Armantrout’s language is a constant balancing act
between wry amusement, outright mocking, and naïve wonderment. Like one of the
classic definitions of haiku, Armantrout adopts the
stance of the innocent child, pointing and proclaiming, “this
is what the world is.” It is perhaps due to this precarious stance that lets
her get away with – not murder, but certainly bad taste, as when she
cut-and-pastes some news copy into “Operations”:
This
child fights cancer
with the help
of her celebrity fan club,
says,
“Now
I know how hard it is
to be a movie star.”
Later,
she ends the poem in a denial of the ability of modern poetry to attain a
religious transcendence in the wake of the explications of quantum mechanics
and string theory:
Speech,
too, was thought
to be inhabited
by a god.
Then
hunger
invented light.
This
is not to say that Armantrout doesn’t recognize her
own fallibility, her mere humanity. In “Wannabe,” she describes herself
“impossibly teetering” between the polarities of cynicism and earnestness,
“half contemptuous” of sentimentality’s easy answers, “half / ravished” by its
allure. Like John Ashberry and Michael Palmer, she
allows her own earnestness to enter the text, only to swerve away from it
disjunctively, or to undercut its underlying assumptions. In “Help,” she
complains:
A
space
“inside”
can’t bear
to be un-
interrupted.
I
mark it:
“I”
“I” “I”
In
“New,” she adopts the language of fashion to make a particularly undercutting
parallelism: “If yellow / is the new black, // the new you / is a cartoon.” She
warns us that “The feeling of emptiness / is a pre-existing condition” of human
existence in “Take-Out” before serving up the marketing slogan of an organic
fast-food chain : “Burger Lounge: / ‘What it means /
to be grass-fed.’” In this way, there lies an unacknowledged, always permeating
tension and irony – with one hand, she reveals the ulterior motives of the
rhetoric and rubbish that permeates our lives, and with the other she
acknowledges how it is only through this ephemera that
we can reach a semblance of honest emotion.
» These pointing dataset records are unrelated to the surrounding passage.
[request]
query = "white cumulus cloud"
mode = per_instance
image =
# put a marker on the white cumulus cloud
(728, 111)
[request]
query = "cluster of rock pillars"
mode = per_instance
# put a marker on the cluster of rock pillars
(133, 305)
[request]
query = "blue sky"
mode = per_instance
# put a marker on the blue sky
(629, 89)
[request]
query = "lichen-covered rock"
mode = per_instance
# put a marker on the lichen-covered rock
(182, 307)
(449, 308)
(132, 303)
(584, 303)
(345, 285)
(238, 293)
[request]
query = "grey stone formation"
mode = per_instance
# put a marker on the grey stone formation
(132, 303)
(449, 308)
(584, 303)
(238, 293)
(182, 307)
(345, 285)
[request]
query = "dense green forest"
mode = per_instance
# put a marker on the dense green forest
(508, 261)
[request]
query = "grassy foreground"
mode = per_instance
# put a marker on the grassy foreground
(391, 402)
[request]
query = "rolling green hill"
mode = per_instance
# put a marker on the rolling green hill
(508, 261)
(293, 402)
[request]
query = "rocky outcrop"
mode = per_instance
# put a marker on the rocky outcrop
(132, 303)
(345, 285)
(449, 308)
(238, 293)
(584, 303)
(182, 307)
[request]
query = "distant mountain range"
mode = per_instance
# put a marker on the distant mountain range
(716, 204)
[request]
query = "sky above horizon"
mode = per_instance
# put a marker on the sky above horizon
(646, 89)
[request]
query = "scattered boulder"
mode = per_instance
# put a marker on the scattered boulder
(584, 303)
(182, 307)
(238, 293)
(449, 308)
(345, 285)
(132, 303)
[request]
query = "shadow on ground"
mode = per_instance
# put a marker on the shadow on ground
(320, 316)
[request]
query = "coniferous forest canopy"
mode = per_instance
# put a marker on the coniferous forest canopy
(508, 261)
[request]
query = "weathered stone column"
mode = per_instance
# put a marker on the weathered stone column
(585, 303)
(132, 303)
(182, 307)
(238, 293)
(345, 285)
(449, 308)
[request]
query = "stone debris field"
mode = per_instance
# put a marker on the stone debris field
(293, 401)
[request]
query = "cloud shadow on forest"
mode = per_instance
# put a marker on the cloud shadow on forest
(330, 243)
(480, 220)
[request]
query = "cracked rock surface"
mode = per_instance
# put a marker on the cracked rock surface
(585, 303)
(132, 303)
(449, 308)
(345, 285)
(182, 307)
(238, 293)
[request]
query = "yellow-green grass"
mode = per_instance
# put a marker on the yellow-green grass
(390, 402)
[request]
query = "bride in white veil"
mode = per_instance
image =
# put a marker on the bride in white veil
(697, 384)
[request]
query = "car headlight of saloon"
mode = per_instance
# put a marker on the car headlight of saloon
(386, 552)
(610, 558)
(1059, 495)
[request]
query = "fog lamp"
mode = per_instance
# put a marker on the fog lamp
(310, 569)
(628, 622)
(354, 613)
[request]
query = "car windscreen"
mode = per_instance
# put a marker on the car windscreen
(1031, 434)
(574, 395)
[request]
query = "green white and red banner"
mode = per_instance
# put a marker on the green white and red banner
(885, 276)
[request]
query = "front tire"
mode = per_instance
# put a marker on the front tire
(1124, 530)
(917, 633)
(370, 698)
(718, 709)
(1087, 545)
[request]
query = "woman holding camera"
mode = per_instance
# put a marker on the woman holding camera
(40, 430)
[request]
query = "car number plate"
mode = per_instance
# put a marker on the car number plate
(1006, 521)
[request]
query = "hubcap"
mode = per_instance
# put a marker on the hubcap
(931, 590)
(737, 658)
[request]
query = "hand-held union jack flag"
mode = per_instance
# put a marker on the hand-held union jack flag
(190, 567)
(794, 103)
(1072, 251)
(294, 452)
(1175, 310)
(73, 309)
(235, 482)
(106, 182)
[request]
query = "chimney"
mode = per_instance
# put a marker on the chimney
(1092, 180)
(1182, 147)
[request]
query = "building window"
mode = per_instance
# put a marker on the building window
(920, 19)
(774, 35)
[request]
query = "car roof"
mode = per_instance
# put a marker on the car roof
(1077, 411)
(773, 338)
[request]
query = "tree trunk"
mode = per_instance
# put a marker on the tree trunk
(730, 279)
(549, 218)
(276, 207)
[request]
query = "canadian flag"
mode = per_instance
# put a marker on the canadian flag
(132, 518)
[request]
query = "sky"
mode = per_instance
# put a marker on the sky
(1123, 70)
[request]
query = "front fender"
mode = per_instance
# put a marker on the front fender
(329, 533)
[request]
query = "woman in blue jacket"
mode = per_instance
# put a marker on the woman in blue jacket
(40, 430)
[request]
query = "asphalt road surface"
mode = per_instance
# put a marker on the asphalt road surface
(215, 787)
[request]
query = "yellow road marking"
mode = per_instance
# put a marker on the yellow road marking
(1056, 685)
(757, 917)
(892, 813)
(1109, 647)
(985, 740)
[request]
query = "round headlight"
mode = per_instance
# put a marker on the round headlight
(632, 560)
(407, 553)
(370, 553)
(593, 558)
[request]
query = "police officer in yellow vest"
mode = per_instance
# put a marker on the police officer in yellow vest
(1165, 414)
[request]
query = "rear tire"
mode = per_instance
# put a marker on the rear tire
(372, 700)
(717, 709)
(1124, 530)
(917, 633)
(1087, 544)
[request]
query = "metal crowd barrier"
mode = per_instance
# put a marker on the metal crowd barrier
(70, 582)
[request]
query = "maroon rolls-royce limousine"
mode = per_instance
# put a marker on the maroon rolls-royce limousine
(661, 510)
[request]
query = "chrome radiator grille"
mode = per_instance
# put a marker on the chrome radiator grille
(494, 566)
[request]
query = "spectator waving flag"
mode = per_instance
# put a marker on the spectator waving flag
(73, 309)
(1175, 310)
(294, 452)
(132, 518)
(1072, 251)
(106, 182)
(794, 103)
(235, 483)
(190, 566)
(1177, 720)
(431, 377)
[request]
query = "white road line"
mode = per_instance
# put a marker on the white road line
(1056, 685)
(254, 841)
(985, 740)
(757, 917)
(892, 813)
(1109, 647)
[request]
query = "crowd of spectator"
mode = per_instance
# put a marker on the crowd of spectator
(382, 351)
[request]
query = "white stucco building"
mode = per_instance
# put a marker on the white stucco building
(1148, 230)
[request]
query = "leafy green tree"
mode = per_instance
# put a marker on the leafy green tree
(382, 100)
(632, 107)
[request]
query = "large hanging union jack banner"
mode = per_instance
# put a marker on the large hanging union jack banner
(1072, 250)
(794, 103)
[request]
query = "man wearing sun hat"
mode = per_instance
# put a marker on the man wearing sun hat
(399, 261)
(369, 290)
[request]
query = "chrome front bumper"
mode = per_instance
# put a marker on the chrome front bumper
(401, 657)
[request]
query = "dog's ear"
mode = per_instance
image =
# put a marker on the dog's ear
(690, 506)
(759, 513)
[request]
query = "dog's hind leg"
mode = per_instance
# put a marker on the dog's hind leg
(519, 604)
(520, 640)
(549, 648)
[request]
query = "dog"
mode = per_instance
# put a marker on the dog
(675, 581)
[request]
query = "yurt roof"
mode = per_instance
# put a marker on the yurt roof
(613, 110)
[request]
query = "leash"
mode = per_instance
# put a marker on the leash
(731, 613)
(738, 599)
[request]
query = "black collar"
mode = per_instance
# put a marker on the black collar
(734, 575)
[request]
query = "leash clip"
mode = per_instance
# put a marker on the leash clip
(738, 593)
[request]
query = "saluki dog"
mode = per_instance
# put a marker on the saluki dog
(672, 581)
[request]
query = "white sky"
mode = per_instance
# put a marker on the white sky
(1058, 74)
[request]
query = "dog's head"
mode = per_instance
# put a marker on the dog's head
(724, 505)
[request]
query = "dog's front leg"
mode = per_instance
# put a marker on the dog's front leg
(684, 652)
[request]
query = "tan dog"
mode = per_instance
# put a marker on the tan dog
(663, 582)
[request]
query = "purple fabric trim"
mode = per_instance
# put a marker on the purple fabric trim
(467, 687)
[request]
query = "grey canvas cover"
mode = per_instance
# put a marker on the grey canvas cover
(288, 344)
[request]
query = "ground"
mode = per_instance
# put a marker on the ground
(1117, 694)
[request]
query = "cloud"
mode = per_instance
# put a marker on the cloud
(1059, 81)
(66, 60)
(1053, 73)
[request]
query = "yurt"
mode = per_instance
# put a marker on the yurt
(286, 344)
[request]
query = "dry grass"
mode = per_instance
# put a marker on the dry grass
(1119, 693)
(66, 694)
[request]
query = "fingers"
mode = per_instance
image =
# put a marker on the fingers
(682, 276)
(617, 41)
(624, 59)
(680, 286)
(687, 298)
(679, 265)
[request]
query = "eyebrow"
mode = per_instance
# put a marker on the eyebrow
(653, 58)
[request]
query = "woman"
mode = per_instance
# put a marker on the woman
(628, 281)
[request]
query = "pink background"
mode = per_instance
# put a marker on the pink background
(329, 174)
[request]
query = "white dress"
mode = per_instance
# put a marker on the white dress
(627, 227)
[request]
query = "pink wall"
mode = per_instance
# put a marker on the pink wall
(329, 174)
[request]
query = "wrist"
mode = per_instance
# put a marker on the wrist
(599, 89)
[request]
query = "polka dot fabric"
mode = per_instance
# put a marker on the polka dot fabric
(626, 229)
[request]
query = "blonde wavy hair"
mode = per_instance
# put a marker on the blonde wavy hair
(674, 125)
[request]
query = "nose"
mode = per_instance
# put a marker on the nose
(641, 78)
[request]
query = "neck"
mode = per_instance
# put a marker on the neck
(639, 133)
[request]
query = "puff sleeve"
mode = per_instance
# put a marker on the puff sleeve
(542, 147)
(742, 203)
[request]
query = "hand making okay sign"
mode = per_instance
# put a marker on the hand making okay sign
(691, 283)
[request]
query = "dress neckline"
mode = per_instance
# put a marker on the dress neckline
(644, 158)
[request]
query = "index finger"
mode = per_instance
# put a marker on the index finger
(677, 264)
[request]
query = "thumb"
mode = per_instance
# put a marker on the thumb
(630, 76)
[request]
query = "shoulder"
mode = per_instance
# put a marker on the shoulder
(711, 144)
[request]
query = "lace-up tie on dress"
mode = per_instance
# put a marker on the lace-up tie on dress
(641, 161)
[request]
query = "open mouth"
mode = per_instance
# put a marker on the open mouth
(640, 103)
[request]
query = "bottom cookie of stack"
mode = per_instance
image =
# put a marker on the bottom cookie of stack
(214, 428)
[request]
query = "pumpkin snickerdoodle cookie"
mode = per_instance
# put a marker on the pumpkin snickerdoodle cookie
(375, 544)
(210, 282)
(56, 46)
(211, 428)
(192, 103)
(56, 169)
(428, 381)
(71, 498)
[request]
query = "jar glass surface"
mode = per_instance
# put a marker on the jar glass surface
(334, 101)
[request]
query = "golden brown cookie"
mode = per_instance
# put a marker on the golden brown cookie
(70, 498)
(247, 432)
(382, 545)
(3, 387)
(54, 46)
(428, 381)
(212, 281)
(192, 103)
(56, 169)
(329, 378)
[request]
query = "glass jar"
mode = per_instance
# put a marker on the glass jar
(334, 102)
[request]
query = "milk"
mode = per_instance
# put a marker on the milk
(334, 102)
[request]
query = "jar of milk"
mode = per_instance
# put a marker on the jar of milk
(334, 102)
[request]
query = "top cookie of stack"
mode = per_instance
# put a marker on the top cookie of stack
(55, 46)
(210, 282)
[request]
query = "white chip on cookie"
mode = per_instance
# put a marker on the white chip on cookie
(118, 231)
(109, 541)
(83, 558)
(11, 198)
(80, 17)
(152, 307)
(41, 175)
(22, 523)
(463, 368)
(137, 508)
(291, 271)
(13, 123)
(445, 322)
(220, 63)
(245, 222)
This is evident in a senryu-like moment tucked inside of “Presto”:
Skeleton
suits
and Superman outfits –
inappropriate touching
on drugstore racks.
Likewise,
in “Equals,” she employs her ironic wit towards a distinctly Japanese
syllogism:
1
As
if, after all,
the thing that comes to mind
squared
times inertia
equaled the “real.”
2
One
lizard
jammed headfirst
down the throat
of a second
Particularly
interesting is Armantrout’s stylistic technique
employed in “Either Side,” breaking the language into two discrete sentences
pivoting on the word sleep – “you exhale / as you drift toward sleep,” and
“sleep / is an island / I can’t visit” – a stylistic technique pinched from the
compressed language of Japanese haiku and tanka:
you exhale
as you drift toward sleep
is an island
I
can’t visit
Despite
these skepticisms and moments of quiet desperation, Armantrout
finds a radiant catharsis and escape from her impending mortality towards the
end of Versed in “Anchor,” a
heartbreaking meditation on both our momentary existence and potential immortality
at the site of science, if not god or posterity. She imagines the light
saturated with her quotidian moment stretching across the universe forever,
capable of being revived by anyone interested in taking a peak with their
telescope:
If
you watch me
from increasing distance,
I
am writing this
always.
The name of Versed pivots on a verbal ambiguity – it
expresses how Armantrout is now “well-versed” in
life, and how she has “versed” the contradictory moments of the everyday into
her poetry; it is also a brand-name of a drug that induces temporary amnesia
before the patient undergoes surgery. Armantrout’s
poetic is well-suited for our peculiar moment in history, saturated as it is
with information, irony, distrust - and also our aching desire, despite it all,
to find out our own place among the stars.